Since I don’t have time to write about it here in detail or to provide citations, I have taken the liberty of simply setting forth below materials from slides I use - based upon the literature - when explaining to my law students why I use multiple-choice questions, in whole or as a major part of an exam, rather than only IRAC questions.


VALIDITY AND RELIABILITY: The two most important characteristics of an achievement test are its content validity and reliability.

Test reliability depends upon grading consistency and discrimination between students of differing performance levels. Well-designed multiple choice tests - even in Law - are generally more valid and more reliable than essay tests in part because:
(1) they sample course material more broadly;
(2) discrimination between performance levels is easier to determine; and
(3) scoring consistency is virtually guaranteed.

Even if law school exams test "the right stuff" and are valid, the grading process provides daunting reliability hurdles.
(1) Instructors must decide whether to evaluate students completely objectively, if possible, or somewhat holistically, based on the independent judgment of the grader.
(2) Whichever method is chosen, reliability is an essential lynchpin of exams, and without it, a fair and accurate testing of valid objectives will not result.
(3) Thus, reliability is crucial to a fair test.

The national standardized test-givers, such as the bodies who administer the Scholastic Aptitude Test (SAT) and Law School Admissions Test (LSAT) implicitly recognized the problems of reliability inherent in grading essay exams and switched to entirely objective multiple-choice type items.
These bodies recognized that grading essays is invariably a holistic enterprise that would not meet the requirements of standardized testing.
There is little consistency or predictability in grading, particularly with how to weigh writing ability, understanding of the rules, ability to apply the rules, and other important considerations.
In essence, it is no wonder that overwhelming evidence shows that the essay test item is highly unreliable.
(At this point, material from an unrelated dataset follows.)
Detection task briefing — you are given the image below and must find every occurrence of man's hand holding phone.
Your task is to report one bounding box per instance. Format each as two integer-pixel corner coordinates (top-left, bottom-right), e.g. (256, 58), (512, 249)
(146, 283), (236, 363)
A California study's finding that when the same examiner graded an exam answer twice he or she had only a 75% chance of being consistent in deciding whether an answer passed or failed.
This evidence of lack of reliability occurred under a system [BAR EXAMS] that has sophisticated techniques for promoting reliability; techniques which are usually absent in law school grading.

Most law professors have probably experienced anxiety about reliability when grading for a long period, grading under fatigue, grading after reading a particularly good or particularly bad answer, or grading after experiencing anything that changes the assessor's "frame of reference."
The grading of law school examinations differs from grading the bar in ways that make law school exams even less likely to be accurate than bar exams.

Lack of reliability can result from difficulties in grading objectively, guessing on the exam, a short exam (which makes successful guesses on a large portion of the questions more likely), and unclear directions or questions.
Essay exams, by requiring knowledge to be organized and written down, are a comparatively time-consuming way of testing knowledge.

Because the time for taking exams is limited, an essay examination can test only a relatively small sampling of the course.
This means that essay examinations are especially prone to sampling error in the items tested, thereby misrepresenting students' knowledge.
This reduces the reliability of the exam. Unfortunately, there is no fully satisfactory way to eliminate sampling error from essay exams.